Stress relaxation of molded or thermoformed parts can be differentiated from stress resulting from molding or machining. It is known that molding or machining polymers introduces stress, referred to as “molded-in” stress, where the article is, for example, more prone to cracking or crazing after machining. Such molded-in stresses can be removed by briefly heating the molded plastic parts (see, U.S. Pat. No. 5,324,473). Typically, the brief period of heating is conducted at a temperature that is above the glass transition temperature, but lower than the melt temperature or the decomposition temperature of the polymer. The presence or absence of internal stress in a polymer is readily ascertained by use of polarized light and is well known to those skilled in the art.
Elastomers are distinguished from other polymers by the criterion that most elastomers can be stretched at room temperature under a low stress and return to their original shapes after release of the stress. Many elastomers were developed either as cost competitive substitutes for vulcanized natural rubber or were formulated to meet a specific property requirement found lacking in natural rubber. Because most elastomers lend themselves to being compounded with many different materials, the choice of elastomer compounds available and the range of their uses is extensive. Products ranging from tires, to o-rings, to medical devices and children's toys, are formed from elastomers.
In designing articles from elastomers, compression set and tensile set are properties to consider. Compression set refers to the extent the elastomer is permanently deformed by a prolonged compressive load (ASTM D395). Tensile set refers to the extent the elastomer is permanently deformed after being stretched a specific amount for a short time, and is expressed as a percent of the original length or distance between gauge marks (ASTM D412). Failure of elastomeric articles exposed to a constant pressure or to repeated stretching and release, particularly when coupled with warm, humid environments, is a concern that must be considered when selecting a material for use in a given application.

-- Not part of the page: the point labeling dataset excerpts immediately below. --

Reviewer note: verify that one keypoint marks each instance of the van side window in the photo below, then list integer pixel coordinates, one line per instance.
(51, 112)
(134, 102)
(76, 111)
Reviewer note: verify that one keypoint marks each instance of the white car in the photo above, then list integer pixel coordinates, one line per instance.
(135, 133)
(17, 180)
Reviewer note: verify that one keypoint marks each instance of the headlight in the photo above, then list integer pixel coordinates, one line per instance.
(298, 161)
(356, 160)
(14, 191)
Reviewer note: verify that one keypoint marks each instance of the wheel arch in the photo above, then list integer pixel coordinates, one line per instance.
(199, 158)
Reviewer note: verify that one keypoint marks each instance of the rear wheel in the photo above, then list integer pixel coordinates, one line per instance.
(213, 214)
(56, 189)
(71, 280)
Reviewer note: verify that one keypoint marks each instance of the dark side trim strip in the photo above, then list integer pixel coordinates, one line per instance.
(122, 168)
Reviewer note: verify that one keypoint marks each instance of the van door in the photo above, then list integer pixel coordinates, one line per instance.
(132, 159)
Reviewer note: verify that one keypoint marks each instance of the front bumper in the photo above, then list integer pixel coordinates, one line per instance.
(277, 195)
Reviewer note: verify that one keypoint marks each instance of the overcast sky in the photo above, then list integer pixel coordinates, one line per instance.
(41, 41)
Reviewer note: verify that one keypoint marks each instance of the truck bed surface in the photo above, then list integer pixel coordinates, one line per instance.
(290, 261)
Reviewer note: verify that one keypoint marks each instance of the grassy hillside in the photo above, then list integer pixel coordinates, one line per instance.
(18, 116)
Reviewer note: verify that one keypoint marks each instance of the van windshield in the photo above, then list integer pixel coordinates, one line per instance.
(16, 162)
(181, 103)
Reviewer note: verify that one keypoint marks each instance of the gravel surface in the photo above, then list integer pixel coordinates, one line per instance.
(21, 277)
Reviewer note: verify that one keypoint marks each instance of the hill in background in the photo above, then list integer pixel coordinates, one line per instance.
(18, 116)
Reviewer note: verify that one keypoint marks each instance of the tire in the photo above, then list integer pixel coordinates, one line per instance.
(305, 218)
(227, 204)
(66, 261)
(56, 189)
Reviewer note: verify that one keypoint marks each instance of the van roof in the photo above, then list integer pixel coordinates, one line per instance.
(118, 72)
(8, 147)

U.S. Pat. No. 4,847,033 describes a process for decreasing the “free volume” of a polyethylene terephthalate (PET) film by first heating to a temperature below the glass transition (Tg), then tensioning the article, and then heating again below Tg. The heating process induces stress relaxation, i.e., induces a relaxation of the stresses in the polymer, and does not to prevent stress relaxation.
U.S. Pat. No. 4,900,502 discloses wet annealing below the glass transition temperature of microporous hollow fibers. The microporous fibers are formed of polysulfone, polyethersulfone, polyphenylsulfone, polyvinylidenefluoride, polyimide, or polyetherimide. The effects of heat treatment on microporous polymer articles does not relate to the effects of heat treatment on non-microporous polymer articles.
U.S. Pat. No. 6,171,758 describes annealing a semi-crystalline polymer by heating it to a temperature above the glass transition and below the melting point to improve dimensional stability.
U.S. Pat. No. 6,375,978 describes annealing of polymer membranes at temperatures 5-30° C. below the melting temperature of the polymer and above the glass transition temperature.
U.S. Pat. Nos. 4,816,342 and 4,770,944 describe wet annealing of ethylene vinyl alcohol co-polymers, polyvinyl alcohol, and nylon to increase crystallinity. The annealing is done at temperatures above the glass transition temperature.
The foregoing examples of the related art and limitations related therewith are intended to be illustrative and not exclusive. Other limitations of the related art will become apparent to those of skill in the art upon a reading of the specification and a study of the drawings.